Wenn sich die Krankheitssymptome bei einer Nahrungsumstellung bessern, muss der behandelnde Arzt darüber nachdenken, ob ein offener oder ein doppelblinder Provokationstest durchgeführt werden soll. Im Provokationstest wird das Futter appliziert und eine Allergie ausgelöst. Im Einzelfall wird auf eine Provozierung verzichtet, wenn ein eindeutiger Anhaltspunkt aus den bisherigen Tests vorliegt. Nur nach der Provozierung kann ein Bezug zwischen der Nahrung und den Beanstandungen mit Gewissheit festgestellt oder ausgeklammert werden.

Beide Tests zeigen immer nur einen Anhaltspunkt für einen eventuellen Trigger und sind nicht die einzigen diagnostischen Parameter. Verbesserte Allergiediagnose von Nahrungsmittelallergien: Zugriff für Patientinnen und Patienten auf die Diagnose nach Richtlinien, d.h. Blut- und Hautuntersuchungen und ggf. Provokationstests (auch stationär). Kostendeckung einer kompetenten Versorgungstherapie der Krankenkasse für Patientinnen und Patienten mit Nahrungsmittelunverträglichkeit.

Eine klare und verständliche Liste der Inhaltsstoffe für den Verbraucher: eine Allergieinformation auf abgepackten Nahrungsmitteln außerhalb der Liste der Inhaltsstoffe, in der die allergenen Inhaltsstoffe in "einfacher Sprache" aufgelistet sind. Einzelne Verpackungen aus Großbehältern sollten (bei genügender Verpackungsgröße) mit dem Vorhandensein von Allergenen und einer eventuellen ungewollten Verunreinigung gekennzeichnet sein. Unterscheidung der Gruppe "glutenhaltiges Getreide" und "Nüsse" bei Anzeichen einer ungewollten Kontamination: Statt "kann Nüsse enthalten", besser formulierte "kann Nüsse, Mandel (....) enthalten".

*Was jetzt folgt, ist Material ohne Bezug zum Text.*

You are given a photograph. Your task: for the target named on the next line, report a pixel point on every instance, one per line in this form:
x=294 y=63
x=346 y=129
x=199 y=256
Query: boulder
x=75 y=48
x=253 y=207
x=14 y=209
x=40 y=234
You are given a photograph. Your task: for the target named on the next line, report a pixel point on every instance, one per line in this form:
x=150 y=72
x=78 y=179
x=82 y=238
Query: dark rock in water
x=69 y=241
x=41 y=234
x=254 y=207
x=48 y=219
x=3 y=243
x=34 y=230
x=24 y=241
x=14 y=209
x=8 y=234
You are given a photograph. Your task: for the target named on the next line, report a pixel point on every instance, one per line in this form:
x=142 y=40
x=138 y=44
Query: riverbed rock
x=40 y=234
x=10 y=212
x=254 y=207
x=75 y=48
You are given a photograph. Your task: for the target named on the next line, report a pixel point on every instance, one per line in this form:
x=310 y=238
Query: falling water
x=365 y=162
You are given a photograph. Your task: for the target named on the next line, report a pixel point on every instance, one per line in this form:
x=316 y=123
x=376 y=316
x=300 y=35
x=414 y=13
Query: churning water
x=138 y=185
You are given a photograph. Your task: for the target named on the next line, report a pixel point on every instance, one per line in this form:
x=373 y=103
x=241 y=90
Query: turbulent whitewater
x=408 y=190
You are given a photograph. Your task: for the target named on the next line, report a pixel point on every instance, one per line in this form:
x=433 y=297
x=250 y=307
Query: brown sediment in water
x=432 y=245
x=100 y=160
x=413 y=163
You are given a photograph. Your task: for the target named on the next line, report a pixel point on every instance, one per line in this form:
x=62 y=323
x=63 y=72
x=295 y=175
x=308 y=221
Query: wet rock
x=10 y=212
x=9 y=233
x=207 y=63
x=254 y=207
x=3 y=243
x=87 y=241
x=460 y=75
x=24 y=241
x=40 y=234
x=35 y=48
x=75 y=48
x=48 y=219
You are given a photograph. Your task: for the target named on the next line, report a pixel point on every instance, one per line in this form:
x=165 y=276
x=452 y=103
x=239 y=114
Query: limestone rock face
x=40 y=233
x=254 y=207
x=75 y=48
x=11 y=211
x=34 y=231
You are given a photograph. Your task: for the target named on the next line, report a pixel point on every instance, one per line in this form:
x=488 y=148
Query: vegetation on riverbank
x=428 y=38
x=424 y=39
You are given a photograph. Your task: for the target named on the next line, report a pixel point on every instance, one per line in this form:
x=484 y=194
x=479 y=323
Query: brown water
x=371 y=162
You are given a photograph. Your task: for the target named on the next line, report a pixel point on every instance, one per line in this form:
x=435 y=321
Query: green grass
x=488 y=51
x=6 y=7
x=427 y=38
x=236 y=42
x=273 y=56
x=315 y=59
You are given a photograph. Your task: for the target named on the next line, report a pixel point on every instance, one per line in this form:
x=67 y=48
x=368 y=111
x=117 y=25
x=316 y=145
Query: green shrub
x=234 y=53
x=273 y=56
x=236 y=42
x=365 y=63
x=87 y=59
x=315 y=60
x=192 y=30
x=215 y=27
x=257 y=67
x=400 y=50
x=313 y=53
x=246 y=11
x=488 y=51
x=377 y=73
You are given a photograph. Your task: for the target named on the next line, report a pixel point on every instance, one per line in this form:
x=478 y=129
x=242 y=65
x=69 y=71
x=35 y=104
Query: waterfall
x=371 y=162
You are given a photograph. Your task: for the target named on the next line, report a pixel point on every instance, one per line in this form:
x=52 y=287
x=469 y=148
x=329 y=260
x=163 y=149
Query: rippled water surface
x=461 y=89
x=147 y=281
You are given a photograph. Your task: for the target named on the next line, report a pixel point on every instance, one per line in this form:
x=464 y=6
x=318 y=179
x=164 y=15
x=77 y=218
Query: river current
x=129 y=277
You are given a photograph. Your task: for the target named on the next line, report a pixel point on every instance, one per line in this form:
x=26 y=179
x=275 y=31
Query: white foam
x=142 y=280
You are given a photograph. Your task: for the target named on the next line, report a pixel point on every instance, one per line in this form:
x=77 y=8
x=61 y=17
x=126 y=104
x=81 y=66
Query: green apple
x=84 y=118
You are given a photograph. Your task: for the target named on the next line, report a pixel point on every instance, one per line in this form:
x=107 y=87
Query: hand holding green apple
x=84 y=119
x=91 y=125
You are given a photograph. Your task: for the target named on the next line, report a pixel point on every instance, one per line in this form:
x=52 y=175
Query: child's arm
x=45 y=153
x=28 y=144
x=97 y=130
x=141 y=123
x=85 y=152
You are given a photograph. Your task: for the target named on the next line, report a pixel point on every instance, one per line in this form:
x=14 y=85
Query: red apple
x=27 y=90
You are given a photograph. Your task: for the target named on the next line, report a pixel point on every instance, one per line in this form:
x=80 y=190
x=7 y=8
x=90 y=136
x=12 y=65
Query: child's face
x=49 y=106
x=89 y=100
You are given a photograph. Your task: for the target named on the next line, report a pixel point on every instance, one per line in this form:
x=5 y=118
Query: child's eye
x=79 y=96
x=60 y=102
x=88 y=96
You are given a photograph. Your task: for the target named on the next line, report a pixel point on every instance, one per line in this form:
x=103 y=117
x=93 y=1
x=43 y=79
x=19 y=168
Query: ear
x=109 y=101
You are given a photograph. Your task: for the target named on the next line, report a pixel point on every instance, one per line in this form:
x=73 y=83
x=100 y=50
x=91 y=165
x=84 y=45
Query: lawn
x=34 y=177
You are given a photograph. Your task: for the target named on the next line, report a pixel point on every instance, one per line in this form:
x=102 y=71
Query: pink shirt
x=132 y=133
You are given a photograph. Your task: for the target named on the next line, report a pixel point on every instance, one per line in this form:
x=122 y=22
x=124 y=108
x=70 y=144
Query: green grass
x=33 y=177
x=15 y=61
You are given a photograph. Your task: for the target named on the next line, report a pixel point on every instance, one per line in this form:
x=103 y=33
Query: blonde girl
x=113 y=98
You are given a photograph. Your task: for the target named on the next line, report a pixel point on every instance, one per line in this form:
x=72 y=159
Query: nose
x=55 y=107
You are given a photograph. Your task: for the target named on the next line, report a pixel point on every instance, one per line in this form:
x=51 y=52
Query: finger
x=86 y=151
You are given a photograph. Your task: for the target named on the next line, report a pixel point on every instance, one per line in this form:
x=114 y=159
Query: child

Anstelle von "Kann glutenhaltige Getreidearten enthalten", besser ausgedrückt "Kann u. a. Getreidearten wie z. B. Getreidearten oder Spelzen enthalten". Obligatorische Allergen-Schulung für alle Beschäftigten in Produktion und Dienstleistung für unverpackte Lebensmittel (Schüttgüter), z.B. im Zusammenhang mit Hygieneschulungen. Sicheres Out-of-home Catering für Allergiker in Kindertagesstätten, Krankenhäusern, Universitäten uvm. Obligatorische Allergieausbildung für Lebensmittelberufe wie Fleischer, Konditoren uvm.

Einbeziehung des Themenkomplexes Nahrungsmittelallergien in die Schulung von Köchinnen und Köchen, Metzgerinnen und Bäckern sowie in allen Gebieten der Lebensmittelindustrie und -wirtschaft.